Lessons Learned
Cloudformation Template
Functions in Cloudformation Templates
The following code was originally included in the Cloudformation template, however we discovered that it was formatted in a way to caused errors and prevented the creation of the stack:
SubnetsInVPC:
Assertions:
- Assert: !EachMemberIn
- !ValueOfAll
- AWS::EC2::Subnet::Id
- VpcId
- !RefAll 'AWS::EC2::VPC::Id'
AssertDescription: All subnets must in the VPC
To fix this, we replaced the shortcut for a function which is an explamation point !
, with an explicit function denoted as FN::
. This is the updated code:
SubnetsInVPC:
Assertions:
- Assert:
Fn::EachMemberIn:
- Fn::ValueOfAll:
- AWS::EC2::Subnet::Id
- VpcId
- Fn::RefAll: AWS::EC2::VPC::Id
AssertDescription: All subnets must in the VPC
Bootnode Subnet
When we ran the Cloudformation template, we were given an error message:
No default VPC for this user. GroupName is only supported for EC2-Classic and default VPC.
This error was a by-product of running the template without any Public subnets attached. The code block below shows that the boot node requires a public subnet for the SubnetID
.
IamInstanceProfile: !Ref BootnodeInstanceProfile
Tags:
- Key: Name
Value:
!Sub
- "${ClusterName}-bootnode"
- ClusterName: !Ref ClusterName
InstanceType: t3.large
NetworkInterfaces:
- GroupSet:
- !Ref BootnodeSecurityGroup
AssociatePublicIpAddress: true
DeviceIndex: '0'
DeleteOnTermination: true
SubnetId: !Ref PublicSubnet1ID
UserData:
There are two ways to resolve this problem:
- Use public subnets when creating the stack or
- Replace
SubnetId: !Ref PublicSubnet1ID
with a private subnetIDSubnetId: subnet-example5b646
Rewriting Documents & Chunking Experiments
These were some experiments conducted during the course of this POC to evaluate methods for optimizing LLM output quality, table parsing, and alternate chunking methods to optimize NeuralSeek's document retrieval.
Rewriting Documents
From our observation of many documents, we have noticed that it is common to have PDF documents that are dense and complex. The content could sometimes be challenging for humans to process and find the exact information. Moreover, sometimes the answers to the questions are not explicitly stated in the documents. This typically can be solved by the exercise of reformatting and rewriting portions of the documents to improve the documents and chatbot responses.
Chunking
Certain documents contain tables of contents and numbered section headings that make it easily to split the documents into chunks. We experimented with this using certain documents in our knowledge base, splitting documents based on section headings. This can be done either with code, or manually.

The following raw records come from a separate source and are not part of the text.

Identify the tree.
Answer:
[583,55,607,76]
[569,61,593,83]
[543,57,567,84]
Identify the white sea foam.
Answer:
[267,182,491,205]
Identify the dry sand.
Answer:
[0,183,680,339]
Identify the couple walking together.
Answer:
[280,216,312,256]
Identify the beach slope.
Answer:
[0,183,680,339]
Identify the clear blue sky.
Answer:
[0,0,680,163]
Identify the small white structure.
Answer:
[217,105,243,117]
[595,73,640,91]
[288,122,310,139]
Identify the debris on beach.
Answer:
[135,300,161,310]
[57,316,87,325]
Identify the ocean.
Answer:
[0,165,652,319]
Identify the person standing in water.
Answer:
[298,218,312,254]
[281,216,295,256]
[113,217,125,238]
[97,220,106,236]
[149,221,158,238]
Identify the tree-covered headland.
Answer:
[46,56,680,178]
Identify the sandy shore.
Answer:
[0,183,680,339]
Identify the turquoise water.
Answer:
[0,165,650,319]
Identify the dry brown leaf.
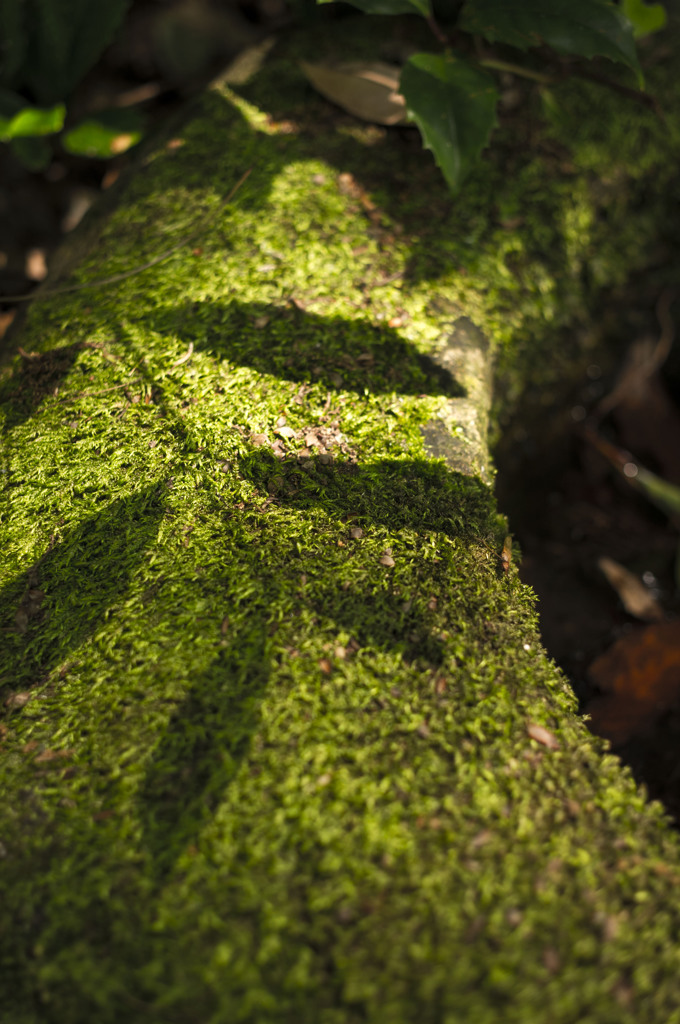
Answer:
[597,556,664,623]
[586,620,680,745]
[300,60,407,125]
[526,722,559,751]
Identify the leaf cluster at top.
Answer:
[317,0,665,190]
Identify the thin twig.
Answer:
[0,167,252,302]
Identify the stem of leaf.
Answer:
[477,57,557,85]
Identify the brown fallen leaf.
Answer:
[300,60,408,125]
[526,722,559,751]
[586,620,680,746]
[597,556,664,623]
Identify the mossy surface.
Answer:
[0,23,680,1024]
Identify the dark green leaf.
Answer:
[623,0,666,39]
[23,0,130,103]
[0,103,66,140]
[318,0,430,17]
[460,0,642,83]
[0,88,26,119]
[400,53,498,190]
[0,0,28,85]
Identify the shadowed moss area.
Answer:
[0,14,680,1024]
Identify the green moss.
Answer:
[0,16,680,1024]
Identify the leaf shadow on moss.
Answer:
[0,483,164,688]
[138,450,492,884]
[0,341,85,431]
[137,301,466,397]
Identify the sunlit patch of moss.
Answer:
[0,16,680,1024]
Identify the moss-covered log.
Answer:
[0,20,680,1024]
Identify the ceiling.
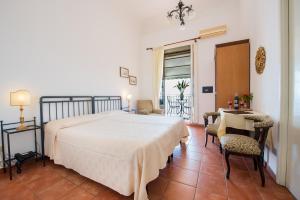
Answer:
[126,0,206,20]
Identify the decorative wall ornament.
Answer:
[255,47,266,74]
[167,0,195,29]
[120,67,129,78]
[129,76,137,85]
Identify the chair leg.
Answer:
[257,156,265,187]
[253,157,257,171]
[225,150,230,179]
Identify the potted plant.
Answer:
[241,93,253,108]
[174,80,190,100]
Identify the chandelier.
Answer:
[167,0,195,29]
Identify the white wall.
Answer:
[287,0,300,199]
[0,0,141,158]
[141,0,247,123]
[240,0,281,173]
[141,0,281,177]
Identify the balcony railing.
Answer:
[165,95,192,120]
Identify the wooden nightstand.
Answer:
[0,117,43,180]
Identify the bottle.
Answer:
[233,93,239,110]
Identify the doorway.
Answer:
[160,45,193,120]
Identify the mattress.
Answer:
[45,111,189,200]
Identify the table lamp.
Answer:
[126,94,132,112]
[10,90,31,130]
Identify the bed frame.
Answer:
[40,96,122,166]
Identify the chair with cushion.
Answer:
[203,112,220,147]
[221,116,274,186]
[137,100,164,115]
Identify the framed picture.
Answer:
[129,76,137,85]
[120,67,129,78]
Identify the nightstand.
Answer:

Employing this technique, we were able to achieve a significant increase in the amount of times the correct passage from a document was retrieved during a NeuralSeek search. Ensuring that documents are titled correctly is also important for this to work. We only performed manual chunking by hand, but it would be simple to implement a programmatic solution with something like Regex to automatically split documents into parts.
Once documents were chunked, we then removed the full documents from the Watson Discovery collection after replacing them with their split components, to avoid confusing the RAG retrieval.
Recommendation
After our extensive testing, we recommend the following:
-
Use a combination of LLM and curation LLM is not a perfect solution to everything in the enterprise world. Sometimes it could end up in subpar answers and unnecessary costs. Our recommendation is to combine LLM and curation. Curate existing Q&A or the ones that we want the same answer every time first. Then, use LLM to answer any new queries. Every query to LLM is associated with a cost, so if there is an existing Q&A list, then there is no need to spend extra cost to have LLM answer them. LLM can search through the knowledge repository and provide an answer, then we can evaluate the answer and curate if needed.
-
Improve upon existing complex documents The existing documentations contain complex tables and text structures. Avoid having tables and images when possible, and have it in natural language text for LLM to understand. Moreover, rewriting documents in general will help LLM to understand the content more. It is recommended to be more explicit when writing, and avoid section titles that do not provide additional context. In addition, it is better to have acronyms spelled out since LLM may only pull sections of text that only have acronyms without the context what it stands for. These techniques will significantly improve chatbot results.
-
Be specific when querying It is also recommended to provide enough contextual information in questions, so the LLM can understand and find relevant information. Some examples include spell out acronyms, include specific type of data in question, etc. This helps LLM to understand and answer properly.